She sits on a bench looking at nothing. Her hair is unwashed and ragged. Her ill-fitted clothes are mismatched. She clutches her purse a little too tight and mutters to no one in particular: It’s a dead give away that she isn’t functioning at maximum capacity.
Twenty years ago I would have laughed at this woman. I would have talked about her to whomever accompanied me. Twenty years ago we didn’t have cell phones with cameras, or Instagram for instant photo sharing, but I would have been young and insensitive enough to do just that if I could have.
Twenty years ago I hadn’t yet witnessed the decline of people precious to me. I hadn’t yet held the saggy skin covered hand of a loved one or looked into their face, slackened like an empty bag. Like you should be able to take their flesh to a tailor, and with a little altering, and a lot of pressing, it could once again fit the younger able-bodied loved one you remember.
I would have scoffed at the incoherent mutterings of this woman. I had a twenty-year-old brain that would always be sharp and functioning at full capacity.
Of course, at twenty, I hadn’t yet witnessed the mental decline of a brilliant mind. I couldn’t fathom the gifted mind of an engineering professor slipping away into confusion and fear. I didn’t know what it looked like when the very mind that so loved you and taught you many of life’s important lessons starts to lose those very lessons, returning to a childlike state of dependency and need.
I didn’t understand that brilliant minds will start to misfire and wander away from current consciousness. I didn’t want to believe that strong, able bodies will wither and begin the deterioration process long before death.
Twenty years ago I would have looked at this woman, then looked away in disgust.
Today I just looked at this woman.
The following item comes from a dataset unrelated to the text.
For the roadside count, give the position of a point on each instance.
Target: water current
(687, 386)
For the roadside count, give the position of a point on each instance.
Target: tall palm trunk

I really looked at her. I was looking at myself. I was looking at my best friend. I was looking at my favorite teacher. I was looking at you.
She could have been a mother, teacher, surgeon, mentor, and friend. I wanted to look past what was clearly no longer working and see into who this woman had been. I longed to hear her story. I wish I hadn’t been too late to know and love her in her prime. I just hope she recognized her prime. I hope she embraced the vibrancy of youth when she had it.
How long before my body and mind are no longer useful and functional?
“Live In the present.”
“Live every day like it’s your last.”
“Make the best of today.”
I get it now. I didn’t get it twenty years ago. Twenty years ago there were an endless number of ‘todays.’ Too many to count each one as precious.
I get it now. I’ve seen lives end too soon. I’ve seen lives carry on too long. I’ve seen lives lived in such agony that they blow out their own flame.
Today I finally understand the importance of today. I am embracing. I am rejoicing. I am vibrant and in my prime.